Planning and carrying out investigations

3. Next have youth add water to their pans. Try dropping the “poop” into the water and see how it splashes. Is there any way to make it not splash? What makes it splash higher?

  1. Having a tape measure next to your pan of water can help record the splash height.
  2. Track the poop shape compared to the splash height as accurately as possible.
  3. Does a higher drop mean a higher splash? Predict what will happen and then test it.
  4. Does a heavier poop mean a higher splash? Predict what will happen and then test it.

Science Practice:

Constructing explanations and designing solutions

4. Is there any way to make your models for your poop or toilet basin more accurate?
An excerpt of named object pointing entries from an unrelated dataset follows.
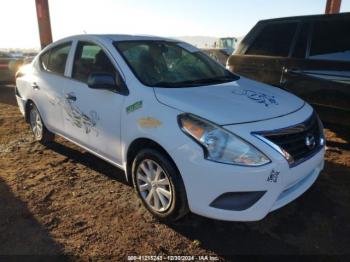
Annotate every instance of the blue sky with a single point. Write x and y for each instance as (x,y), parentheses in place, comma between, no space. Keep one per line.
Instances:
(155,17)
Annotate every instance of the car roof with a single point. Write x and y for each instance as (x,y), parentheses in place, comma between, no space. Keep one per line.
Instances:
(117,37)
(307,17)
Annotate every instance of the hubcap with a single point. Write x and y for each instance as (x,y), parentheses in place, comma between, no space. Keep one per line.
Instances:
(154,185)
(35,123)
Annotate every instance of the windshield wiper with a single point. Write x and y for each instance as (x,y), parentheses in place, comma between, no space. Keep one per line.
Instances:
(196,82)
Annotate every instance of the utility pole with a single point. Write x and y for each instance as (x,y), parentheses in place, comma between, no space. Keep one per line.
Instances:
(333,6)
(43,14)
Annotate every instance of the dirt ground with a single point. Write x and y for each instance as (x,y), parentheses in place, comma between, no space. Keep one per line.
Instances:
(62,200)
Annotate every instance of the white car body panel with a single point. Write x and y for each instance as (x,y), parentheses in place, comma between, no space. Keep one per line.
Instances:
(109,129)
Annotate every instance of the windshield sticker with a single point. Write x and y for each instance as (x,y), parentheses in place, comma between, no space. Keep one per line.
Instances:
(188,47)
(149,122)
(134,107)
(258,97)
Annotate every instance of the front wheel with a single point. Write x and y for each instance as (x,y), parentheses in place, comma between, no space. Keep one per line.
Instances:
(37,126)
(159,185)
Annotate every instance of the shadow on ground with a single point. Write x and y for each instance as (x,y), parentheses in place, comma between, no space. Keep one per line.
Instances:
(20,232)
(7,95)
(314,224)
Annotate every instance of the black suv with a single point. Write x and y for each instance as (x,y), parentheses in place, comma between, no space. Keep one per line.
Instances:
(307,55)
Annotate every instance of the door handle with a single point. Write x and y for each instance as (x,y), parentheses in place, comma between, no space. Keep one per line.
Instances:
(35,86)
(71,96)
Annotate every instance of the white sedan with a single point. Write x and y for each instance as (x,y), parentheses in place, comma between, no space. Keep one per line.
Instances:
(190,135)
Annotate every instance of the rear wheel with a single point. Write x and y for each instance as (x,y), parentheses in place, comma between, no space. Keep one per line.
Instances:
(39,130)
(159,185)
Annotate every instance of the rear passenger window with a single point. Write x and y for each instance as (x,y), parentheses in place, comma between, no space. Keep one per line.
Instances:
(90,58)
(54,60)
(331,40)
(274,40)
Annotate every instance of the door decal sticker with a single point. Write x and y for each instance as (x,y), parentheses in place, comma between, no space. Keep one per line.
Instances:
(149,122)
(258,97)
(80,119)
(135,106)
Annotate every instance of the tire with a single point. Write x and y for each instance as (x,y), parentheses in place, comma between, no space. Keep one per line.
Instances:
(167,208)
(40,132)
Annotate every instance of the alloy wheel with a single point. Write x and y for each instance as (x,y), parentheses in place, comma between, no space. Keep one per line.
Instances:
(154,185)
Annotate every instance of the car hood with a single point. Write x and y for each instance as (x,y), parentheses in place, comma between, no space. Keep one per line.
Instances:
(236,102)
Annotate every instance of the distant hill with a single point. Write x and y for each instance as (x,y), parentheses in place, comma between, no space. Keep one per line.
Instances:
(200,41)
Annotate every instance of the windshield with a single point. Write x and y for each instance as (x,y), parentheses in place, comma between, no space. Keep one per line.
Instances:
(171,64)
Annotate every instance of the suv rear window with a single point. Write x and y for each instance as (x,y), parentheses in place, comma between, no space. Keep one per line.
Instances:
(331,40)
(274,40)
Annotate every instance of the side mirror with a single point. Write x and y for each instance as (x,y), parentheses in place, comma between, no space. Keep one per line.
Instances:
(102,81)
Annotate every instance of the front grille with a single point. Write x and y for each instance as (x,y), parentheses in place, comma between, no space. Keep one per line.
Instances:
(300,141)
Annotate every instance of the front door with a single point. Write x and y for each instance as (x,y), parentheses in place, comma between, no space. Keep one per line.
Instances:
(93,116)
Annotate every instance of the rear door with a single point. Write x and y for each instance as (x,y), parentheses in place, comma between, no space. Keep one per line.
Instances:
(48,82)
(263,57)
(93,116)
(323,77)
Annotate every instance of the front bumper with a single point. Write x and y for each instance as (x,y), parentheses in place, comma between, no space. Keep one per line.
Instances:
(271,186)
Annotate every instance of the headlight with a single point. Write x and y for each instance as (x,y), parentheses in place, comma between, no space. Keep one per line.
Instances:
(220,145)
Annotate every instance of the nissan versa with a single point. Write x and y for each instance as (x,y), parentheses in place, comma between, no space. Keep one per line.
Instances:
(190,135)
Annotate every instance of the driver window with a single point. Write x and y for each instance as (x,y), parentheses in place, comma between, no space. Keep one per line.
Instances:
(90,58)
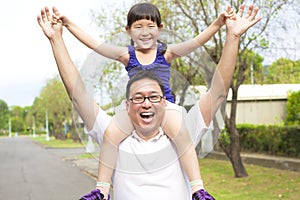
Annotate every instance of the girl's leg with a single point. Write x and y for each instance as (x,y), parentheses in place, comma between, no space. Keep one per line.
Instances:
(119,128)
(179,134)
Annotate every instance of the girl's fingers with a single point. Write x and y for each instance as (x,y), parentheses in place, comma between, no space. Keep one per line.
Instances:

  1. Is there a way to design a toilet to reduce or eliminate the amount of splash?

Science Practice:

Engaging in argument from evidence

5. What made the biggest difference in the amount of splash? Discuss the reasons why.

Science Practice:

Obtaining, evaluating, and communicating information

6. Do you think scientists sometimes have difficulty talking about gross subjects? Is communicating that kind of information important? Can you think about any significant yucky subjects that require important communication? What is the best way to communicate that information?

Related questions to explore:

  • Are toilets around the world different than the ones in your home?
  • Why does poop sometimes sink and sometimes float?

Science & Engineering Practices:

These eight Science and Engineering Practices come from A Framework for K–12 Science Education (National Research Council, 2012, p. 42). These research-based best practices for engaging youth in science are connected to in-school science standards that all children must meet.

  • Asking questions and defining problems
  • Developing and using models
  • Planning and carrying out investigations
  •  Analyzing and interpreting data
  • Using mathematics and computational thinking
  • Constructing explanations and designing solutions
  • Engaging in argument from evidence
  • Obtaining, evaluating, and communicating information


National Research Council. (2012). A framework for K-12 science education: Practices, crosscutting concepts, and core ideas. Washington, DC: National Academies Press.